In conclusione, però, nessuna delle due esperienze mi ha portato a un lavoro. Nella prima, infatti, al termine della parte teorica dovevamo avere o trovare fondi per realizzare l’idea d’impresa che prevedeva un’agenzia di consulenza per l’accessibilità di spazi esterni e interni – naturali e non – partendo dalla realizzazione di un parco in cui tutti i bambini con le loro diversità potessero giocare. Non ho fondi miei e non ho trovato né soci né finanziamenti. Probabilmente, anche, l’impresa non era facile né da costituire né da mantenere.
La seconda esperienza, invece, non prevedeva alcuna assunzione lavorativa, ma solo la sperimentazione del citato puntatore oculare; è stata utile perché sono diventata autonoma e adeguata nello svolgimento delle mansioni richieste, naturalmente non raggiungendo l’autonomia e la velocità di una persona cosiddetta “normale”. Alla fine, comunque, la mia produttività è stata valutata come insufficiente per un’assunzione.

Ora mi ritrovo a dover ricominciare la ricerca e nuovi percorsi, che certamente spero mi arricchiranno. Il mio futuro, però, un futuro indipendente, voglio dire, rimane un grande punto di domanda.
Ritengo di essere una donna che, pur avendo una disabilità fisica, ha acquisito in questi anni molte conoscenze e competenze che tuttavia il mondo del lavoro non mi dà la possibilità di mettere a disposizione, ricoprendo il mio ruolo professionale e assicurandomi una posizione nella società.
In realtà credo che il mondo del lavoro sia in grado solo di vedere il mio limite fisico senza andare oltre: ha schemi mentali rigidi, rigide necessità e poca, pochissima creatività.
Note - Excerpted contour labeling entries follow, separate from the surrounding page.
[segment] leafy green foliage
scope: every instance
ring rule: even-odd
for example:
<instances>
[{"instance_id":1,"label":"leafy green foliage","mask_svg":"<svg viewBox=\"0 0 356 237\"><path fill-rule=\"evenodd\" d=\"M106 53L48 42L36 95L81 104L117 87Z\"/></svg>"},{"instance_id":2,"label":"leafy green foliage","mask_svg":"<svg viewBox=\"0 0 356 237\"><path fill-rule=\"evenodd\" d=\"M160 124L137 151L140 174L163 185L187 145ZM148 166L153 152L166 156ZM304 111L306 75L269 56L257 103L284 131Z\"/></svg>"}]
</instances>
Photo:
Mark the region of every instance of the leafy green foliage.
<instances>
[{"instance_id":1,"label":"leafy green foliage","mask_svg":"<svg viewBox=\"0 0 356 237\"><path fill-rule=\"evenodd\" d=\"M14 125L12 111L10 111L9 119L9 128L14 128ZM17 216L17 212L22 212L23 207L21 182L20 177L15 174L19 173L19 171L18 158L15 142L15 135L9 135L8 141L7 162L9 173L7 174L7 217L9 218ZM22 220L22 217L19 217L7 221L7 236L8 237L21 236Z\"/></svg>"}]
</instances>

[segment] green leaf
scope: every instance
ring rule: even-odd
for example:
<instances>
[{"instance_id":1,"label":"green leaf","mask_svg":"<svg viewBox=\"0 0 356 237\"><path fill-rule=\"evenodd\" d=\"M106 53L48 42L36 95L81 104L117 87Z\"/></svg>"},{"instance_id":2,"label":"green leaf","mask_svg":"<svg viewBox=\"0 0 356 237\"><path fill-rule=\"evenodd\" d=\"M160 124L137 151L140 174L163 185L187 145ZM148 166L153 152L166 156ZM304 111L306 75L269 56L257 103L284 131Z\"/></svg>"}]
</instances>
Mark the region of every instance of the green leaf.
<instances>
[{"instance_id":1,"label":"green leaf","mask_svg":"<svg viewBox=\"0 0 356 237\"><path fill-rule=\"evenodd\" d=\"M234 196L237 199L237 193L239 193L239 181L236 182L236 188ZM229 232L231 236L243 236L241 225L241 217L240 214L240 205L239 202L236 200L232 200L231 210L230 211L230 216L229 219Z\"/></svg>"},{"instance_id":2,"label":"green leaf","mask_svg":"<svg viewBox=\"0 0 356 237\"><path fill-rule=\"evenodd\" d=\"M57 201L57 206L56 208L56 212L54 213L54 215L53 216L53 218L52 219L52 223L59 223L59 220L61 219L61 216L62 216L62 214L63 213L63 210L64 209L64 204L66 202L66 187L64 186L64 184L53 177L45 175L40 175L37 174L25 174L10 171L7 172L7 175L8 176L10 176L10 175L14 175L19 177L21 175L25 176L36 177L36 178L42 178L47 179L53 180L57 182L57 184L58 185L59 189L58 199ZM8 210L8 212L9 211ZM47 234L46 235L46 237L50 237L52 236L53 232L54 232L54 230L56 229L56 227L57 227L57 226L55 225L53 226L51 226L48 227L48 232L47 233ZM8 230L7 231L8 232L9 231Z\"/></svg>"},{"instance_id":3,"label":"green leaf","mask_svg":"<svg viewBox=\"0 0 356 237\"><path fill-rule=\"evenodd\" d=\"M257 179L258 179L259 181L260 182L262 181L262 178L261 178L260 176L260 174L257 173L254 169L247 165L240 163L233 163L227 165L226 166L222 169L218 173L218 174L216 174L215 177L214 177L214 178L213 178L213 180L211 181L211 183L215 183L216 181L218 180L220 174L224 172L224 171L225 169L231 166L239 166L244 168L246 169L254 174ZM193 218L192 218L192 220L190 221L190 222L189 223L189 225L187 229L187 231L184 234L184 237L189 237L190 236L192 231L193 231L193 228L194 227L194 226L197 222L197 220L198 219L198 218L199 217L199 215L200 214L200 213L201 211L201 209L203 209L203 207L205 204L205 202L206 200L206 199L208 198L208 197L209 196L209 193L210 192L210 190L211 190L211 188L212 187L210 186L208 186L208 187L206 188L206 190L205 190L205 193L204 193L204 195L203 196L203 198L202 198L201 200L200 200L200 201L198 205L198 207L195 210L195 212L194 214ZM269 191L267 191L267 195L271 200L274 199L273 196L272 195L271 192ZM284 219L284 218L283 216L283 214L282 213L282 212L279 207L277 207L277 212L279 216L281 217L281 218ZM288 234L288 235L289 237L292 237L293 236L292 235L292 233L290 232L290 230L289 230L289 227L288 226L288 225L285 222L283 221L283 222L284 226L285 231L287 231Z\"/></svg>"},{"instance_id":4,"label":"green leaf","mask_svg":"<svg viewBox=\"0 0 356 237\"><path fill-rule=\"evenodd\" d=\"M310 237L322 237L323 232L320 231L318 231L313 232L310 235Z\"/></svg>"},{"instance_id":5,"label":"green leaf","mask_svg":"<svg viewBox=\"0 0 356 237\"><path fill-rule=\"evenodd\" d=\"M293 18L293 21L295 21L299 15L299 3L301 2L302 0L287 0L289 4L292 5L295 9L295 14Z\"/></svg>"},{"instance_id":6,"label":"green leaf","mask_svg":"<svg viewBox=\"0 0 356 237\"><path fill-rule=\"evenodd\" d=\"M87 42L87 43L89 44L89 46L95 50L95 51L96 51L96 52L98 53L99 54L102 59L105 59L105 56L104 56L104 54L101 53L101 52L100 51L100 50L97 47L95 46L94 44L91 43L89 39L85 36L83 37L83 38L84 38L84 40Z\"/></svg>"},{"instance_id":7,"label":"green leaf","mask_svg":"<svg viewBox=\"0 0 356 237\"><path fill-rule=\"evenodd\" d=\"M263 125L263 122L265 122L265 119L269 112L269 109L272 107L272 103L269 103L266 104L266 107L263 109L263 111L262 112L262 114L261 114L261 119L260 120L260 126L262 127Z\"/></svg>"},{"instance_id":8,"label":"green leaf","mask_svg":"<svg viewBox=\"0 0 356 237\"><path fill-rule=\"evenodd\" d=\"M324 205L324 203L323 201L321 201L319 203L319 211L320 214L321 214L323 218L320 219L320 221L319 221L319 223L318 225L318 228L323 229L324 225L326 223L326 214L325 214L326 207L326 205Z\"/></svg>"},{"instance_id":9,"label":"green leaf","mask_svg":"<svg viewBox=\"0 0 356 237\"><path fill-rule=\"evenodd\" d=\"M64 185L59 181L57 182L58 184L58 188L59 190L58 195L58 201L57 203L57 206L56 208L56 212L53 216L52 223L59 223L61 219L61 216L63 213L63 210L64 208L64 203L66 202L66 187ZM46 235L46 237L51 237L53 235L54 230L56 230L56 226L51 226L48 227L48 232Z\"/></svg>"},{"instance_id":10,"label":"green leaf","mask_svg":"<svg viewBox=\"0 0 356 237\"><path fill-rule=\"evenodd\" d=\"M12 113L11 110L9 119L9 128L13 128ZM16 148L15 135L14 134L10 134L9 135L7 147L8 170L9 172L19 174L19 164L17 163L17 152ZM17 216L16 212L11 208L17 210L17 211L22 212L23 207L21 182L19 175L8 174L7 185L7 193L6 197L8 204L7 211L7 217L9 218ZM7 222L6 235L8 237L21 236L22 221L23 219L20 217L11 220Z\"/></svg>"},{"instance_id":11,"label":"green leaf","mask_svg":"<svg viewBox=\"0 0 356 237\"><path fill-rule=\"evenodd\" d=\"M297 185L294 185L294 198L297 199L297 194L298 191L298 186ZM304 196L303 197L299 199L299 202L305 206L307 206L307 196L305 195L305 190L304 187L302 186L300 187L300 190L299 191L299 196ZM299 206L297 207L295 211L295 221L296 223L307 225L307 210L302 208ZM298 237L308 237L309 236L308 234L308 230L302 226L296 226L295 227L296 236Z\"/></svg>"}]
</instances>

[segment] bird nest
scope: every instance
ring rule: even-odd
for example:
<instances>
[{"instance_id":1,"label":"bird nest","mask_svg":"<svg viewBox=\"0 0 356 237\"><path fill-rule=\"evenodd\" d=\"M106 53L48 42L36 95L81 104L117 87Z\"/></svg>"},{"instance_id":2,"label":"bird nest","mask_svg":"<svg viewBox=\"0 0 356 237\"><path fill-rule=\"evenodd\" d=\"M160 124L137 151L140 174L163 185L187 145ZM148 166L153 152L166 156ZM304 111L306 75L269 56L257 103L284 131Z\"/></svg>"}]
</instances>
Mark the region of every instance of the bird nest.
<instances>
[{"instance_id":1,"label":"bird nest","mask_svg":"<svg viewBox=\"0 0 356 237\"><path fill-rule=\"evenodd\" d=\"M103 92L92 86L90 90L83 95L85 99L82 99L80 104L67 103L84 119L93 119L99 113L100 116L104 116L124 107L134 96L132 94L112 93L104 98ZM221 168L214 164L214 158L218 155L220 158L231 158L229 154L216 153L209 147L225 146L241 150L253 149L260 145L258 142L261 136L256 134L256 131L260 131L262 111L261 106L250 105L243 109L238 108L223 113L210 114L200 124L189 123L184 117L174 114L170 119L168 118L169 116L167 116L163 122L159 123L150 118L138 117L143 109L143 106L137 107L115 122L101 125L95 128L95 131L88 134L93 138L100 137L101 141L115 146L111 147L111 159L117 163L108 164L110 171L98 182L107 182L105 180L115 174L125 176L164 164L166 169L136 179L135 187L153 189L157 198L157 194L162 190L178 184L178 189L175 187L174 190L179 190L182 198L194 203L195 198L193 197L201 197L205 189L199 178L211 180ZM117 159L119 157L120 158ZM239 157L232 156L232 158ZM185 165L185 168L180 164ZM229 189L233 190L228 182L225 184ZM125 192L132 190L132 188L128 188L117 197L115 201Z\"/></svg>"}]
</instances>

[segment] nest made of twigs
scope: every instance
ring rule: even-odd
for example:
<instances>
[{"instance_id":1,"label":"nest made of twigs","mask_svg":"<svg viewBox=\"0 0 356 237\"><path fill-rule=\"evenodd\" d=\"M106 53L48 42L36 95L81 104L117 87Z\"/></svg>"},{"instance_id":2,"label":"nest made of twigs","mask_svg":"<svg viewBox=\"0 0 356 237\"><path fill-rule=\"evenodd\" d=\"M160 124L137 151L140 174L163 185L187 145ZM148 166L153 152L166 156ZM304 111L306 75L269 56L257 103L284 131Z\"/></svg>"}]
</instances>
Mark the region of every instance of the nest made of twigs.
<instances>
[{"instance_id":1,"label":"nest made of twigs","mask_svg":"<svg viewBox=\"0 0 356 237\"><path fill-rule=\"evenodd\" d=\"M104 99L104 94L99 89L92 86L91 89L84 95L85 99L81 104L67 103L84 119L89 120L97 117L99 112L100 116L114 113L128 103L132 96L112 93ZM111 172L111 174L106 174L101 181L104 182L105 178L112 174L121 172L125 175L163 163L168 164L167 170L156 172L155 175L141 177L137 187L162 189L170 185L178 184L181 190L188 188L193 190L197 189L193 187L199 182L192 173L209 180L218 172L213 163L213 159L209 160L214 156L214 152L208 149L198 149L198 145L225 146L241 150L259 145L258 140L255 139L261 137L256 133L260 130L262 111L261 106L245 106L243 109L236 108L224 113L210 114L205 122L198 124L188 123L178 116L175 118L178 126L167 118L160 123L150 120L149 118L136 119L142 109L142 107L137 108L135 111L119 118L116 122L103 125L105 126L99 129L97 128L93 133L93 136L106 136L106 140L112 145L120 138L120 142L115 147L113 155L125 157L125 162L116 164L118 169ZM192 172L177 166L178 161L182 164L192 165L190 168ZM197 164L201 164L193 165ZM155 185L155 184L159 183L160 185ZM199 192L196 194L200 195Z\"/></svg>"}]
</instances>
Scopro così che anche le menti “normali” hanno parecchi limiti!

Ho voluto raccontare la mia storia proprio dopo avere constatato che ogni strada intrapresa per entrare in questo mondo mi è stata preclusa, disconoscendomi come persona e come donna professionalmente competente che desidera lavorare per conseguire la propria indipendenza.
Chissà, forse qualche lettore imprenditore potrà essere stimolato dalla mia provocazione sulla creatività… Se infatti è vero che in vari contesti ho ricevuto molte gratificazioni come volontaria, è altrettanto vero che solo di questo non posso vivere, ci vuole altro.
E a chi si batte tanto per la vita vorrei ricordare: occupiamoci con altrettanta foga della vita nel rispetto totale della sua dignità.